Aug. 19, 2025

From GPT-3 to Claude: Daniela Amodei’s Lessons on Building Anthropic Around AI Safety

From GPT-3 to Claude: Daniela Amodei’s Lessons on Building Anthropic Around AI Safety

When Daniela Amodei left OpenAI with six colleagues including her brother, Dario, to co-found Anthropic, they were chasing a mission: put safety and human values at the center of generative AI.

Three years later, Anthropic’s Claude is used by millions and known for its HHH approach — Helpful, Honest, Harmless. But getting there meant navigating messy model behaviors, scaling a multi-cofounder team, and making contrarian decisions about research vs. go-to-market.

In a conversation on First Block with Notion’s Akshay Kothari, Amodei opened up about the firsts, the trade-offs, and the philosophies shaping Anthropic’s journey.


1. Safety as the Starting Line — Not the Afterthought

Amodei and her co-founders, all veterans of AI research at OpenAI, saw a gap in the industry: What if safety wasn’t bolted on later, but baked into every decision from day one?

“We wanted to build something from scratch where safety and making humans the center of generative AI was the foundation.”

For Anthropic, that meant spending the first 18 months focused solely on research — no sales team, no go-to-market push — to ensure the tech was both powerful and aligned before touching the market.


2. Splitting Horizons: 10-Year Vision Meets 2-Year Execution

One advantage of founding with her brother? Clear ownership zones.

Dario, the “technical visionary,” looks five to ten years ahead. Daniela’s role is to take those concepts and make them tangible within one to two years.

“How do we take these incredible technical ideas and turn them into something people can use today?”

That separation keeps disagreements minimal and execution focused — a useful model for any founding team juggling vision with delivery.


3. The HHH Framework — and the Trade-Off Tightrope

Claude’s Helpful, Honest, Harmless framework is more than a tagline. Anthropic has dedicated research teams for each pillar, tackling challenges like hallucinations, safety guardrails, and user usefulness.

But Amodei is candid about the trade-offs:

“You can have a perfectly harmless model today — it just wouldn’t be very helpful. The art is raising the watermark on all three together.”

They use Constitutional AI to encode these priorities into training, while still allowing for customer tuning depending on creative vs. safety needs.


4. Early-Stage Chaos: Potato Diets and Dragon Mode

Early Claude prototypes weren’t always the polished assistant we see today.

One version insisted the best weight loss method was an “all-potato diet.” Another entered “dragon mode” for reasons no one could trace. Over-tuning harmlessness led to responses like:

“I’m concerned about you… here’s a therapy link”

— even when asked who the 34th U.S. president was.

The takeaway? Breakthroughs are paved with bizarre iterations. Founders in fast-moving fields should expect — and embrace — strange detours.
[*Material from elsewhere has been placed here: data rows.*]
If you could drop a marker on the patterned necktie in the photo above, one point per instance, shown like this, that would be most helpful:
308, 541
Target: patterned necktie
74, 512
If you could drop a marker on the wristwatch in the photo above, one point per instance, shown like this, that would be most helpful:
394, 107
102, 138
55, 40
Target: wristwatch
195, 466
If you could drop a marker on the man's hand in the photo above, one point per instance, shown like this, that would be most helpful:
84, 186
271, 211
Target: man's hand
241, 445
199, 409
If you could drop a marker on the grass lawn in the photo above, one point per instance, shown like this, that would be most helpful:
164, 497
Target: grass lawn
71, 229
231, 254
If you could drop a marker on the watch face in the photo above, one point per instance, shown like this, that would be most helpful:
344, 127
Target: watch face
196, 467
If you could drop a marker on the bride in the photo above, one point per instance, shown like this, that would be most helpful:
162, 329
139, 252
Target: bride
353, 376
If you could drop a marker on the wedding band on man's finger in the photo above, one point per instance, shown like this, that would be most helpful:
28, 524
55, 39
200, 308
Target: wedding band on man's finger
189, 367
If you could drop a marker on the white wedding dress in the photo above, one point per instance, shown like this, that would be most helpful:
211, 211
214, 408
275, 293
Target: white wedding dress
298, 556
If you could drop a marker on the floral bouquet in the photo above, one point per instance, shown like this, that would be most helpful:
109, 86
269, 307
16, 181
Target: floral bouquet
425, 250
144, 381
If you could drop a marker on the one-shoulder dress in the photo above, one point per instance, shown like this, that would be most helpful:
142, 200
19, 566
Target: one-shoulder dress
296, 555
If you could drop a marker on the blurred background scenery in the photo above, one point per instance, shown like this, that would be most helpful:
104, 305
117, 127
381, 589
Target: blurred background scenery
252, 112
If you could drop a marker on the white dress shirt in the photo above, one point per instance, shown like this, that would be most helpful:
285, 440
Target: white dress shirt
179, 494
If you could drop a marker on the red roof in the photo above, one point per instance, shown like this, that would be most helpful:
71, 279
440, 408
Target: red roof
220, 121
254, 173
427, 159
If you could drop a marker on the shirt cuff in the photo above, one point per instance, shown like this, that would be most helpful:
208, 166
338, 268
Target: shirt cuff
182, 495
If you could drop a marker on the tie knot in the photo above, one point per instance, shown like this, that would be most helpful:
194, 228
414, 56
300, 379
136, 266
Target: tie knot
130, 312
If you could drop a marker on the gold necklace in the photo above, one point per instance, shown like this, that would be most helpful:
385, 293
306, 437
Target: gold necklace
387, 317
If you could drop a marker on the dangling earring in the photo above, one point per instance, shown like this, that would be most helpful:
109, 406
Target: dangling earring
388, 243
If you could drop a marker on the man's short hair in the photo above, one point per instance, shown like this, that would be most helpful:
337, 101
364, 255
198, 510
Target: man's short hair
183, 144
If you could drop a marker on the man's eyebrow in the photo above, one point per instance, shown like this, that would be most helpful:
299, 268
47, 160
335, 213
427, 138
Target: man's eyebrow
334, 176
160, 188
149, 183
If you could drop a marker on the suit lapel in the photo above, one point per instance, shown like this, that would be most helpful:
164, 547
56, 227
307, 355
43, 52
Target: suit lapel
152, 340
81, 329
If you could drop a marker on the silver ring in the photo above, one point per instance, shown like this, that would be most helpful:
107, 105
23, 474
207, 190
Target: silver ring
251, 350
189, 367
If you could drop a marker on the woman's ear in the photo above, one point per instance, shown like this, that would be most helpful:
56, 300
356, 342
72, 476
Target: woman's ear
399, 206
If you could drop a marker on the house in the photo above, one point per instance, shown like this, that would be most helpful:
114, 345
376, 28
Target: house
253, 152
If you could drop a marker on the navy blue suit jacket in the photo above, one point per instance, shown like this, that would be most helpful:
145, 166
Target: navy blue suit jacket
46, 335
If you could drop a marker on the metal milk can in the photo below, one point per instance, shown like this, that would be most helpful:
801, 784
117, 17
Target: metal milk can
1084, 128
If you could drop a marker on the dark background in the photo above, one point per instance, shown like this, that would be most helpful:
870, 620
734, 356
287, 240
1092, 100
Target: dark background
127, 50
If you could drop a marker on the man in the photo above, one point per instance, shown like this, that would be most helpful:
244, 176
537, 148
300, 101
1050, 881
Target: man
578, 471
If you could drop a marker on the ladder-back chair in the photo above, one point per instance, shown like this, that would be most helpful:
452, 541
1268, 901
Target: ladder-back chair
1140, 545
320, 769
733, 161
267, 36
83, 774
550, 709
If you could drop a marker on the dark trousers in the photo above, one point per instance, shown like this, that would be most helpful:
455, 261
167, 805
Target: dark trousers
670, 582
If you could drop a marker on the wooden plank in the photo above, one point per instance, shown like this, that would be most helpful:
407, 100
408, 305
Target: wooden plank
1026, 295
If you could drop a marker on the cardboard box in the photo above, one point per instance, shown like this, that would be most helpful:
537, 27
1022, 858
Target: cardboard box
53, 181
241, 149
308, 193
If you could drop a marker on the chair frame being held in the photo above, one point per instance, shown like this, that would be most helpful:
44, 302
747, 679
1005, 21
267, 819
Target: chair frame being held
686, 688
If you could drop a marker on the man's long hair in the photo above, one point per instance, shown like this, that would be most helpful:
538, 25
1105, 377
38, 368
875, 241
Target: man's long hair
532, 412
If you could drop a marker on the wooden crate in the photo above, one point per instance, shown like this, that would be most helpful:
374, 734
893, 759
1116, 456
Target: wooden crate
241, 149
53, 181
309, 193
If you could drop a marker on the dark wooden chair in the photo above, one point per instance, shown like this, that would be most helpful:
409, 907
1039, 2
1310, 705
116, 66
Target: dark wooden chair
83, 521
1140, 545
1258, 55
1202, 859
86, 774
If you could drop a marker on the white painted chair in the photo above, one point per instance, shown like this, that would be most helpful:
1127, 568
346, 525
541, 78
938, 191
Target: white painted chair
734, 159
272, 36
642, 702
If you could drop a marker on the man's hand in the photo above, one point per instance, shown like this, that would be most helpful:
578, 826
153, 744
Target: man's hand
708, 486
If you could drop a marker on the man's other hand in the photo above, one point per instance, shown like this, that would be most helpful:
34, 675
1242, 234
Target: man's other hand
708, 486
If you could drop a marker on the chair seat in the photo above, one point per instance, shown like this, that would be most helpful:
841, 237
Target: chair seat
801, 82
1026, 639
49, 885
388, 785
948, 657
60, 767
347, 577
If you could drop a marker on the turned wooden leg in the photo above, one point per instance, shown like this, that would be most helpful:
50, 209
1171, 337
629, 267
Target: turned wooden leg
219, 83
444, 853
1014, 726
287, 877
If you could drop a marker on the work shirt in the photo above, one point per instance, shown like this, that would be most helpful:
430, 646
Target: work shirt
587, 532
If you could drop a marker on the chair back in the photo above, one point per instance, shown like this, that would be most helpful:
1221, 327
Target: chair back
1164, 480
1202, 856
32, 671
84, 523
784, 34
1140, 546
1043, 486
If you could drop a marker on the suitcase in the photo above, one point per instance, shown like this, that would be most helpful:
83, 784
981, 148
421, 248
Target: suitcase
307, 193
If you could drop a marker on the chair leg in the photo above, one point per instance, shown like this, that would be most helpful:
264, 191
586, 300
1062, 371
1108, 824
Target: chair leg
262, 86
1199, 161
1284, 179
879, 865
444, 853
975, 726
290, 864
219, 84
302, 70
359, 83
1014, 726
5. Founding with Six Co-Founders and Making It Work

Most startups struggle with two co-founders. Anthropic began with seven.

The key was pre-existing trust: some had worked together at Google Brain, others had 15-year-old research connections. This allowed clear division of work and flexibility as the company scaled — some co-founders becoming ICs again, others staying in management.


6. Listening Without Losing Your Compass

In a field evolving at breakneck speed, customer feedback is all about survival.

“About 80% of the time, product roadmap questions are really research roadmap questions.”

Anthropic runs a tight prioritization filter: What’s high-impact and tractable? Not every request can make the next release, but they maintain a feedback loop between research and product to keep user needs shaping the tech.


7. A Founder’s Advice for Building on the AI Frontier

Standard startup wisdom says “pick a lane and don’t pivot too soon.” Amodei’s advice flips that for AI founders:

“Have flexibility and imagine what your product could be six months from now. The models themselves are evolving so fast your roadmap might need to, too.”

In other words: agility isn’t optional — it’s the core competency.


8. Personal Sustainability in High-Growth Chaos

Amodei’s day starts with a workout, family time with her two-year-old, and mornings reserved for deep thinking. Afternoons? Meetings.

The boundary she guards most:

When she’s at work, she’s fully at work. When home, she’s fully home. It’s how she stays grounded while riding three hypergrowth company waves in a row.


Key Takeaways for Founders

  • Lead with values: Embedding safety from day one can become a competitive edge, not just a compliance check.
  • Divide ownership clearly: Separate long-term vision from near-term execution to reduce friction.
  • Expect messy iterations: Quirky missteps are part of developing frontier tech.
  • Stay agile: AI moves so fast that research breakthroughs will reshape your roadmap.
  • Listen actively: Build strong feedback loops without chasing every request.
  • Protect your balance: Personal sustainability fuels long-term leadership.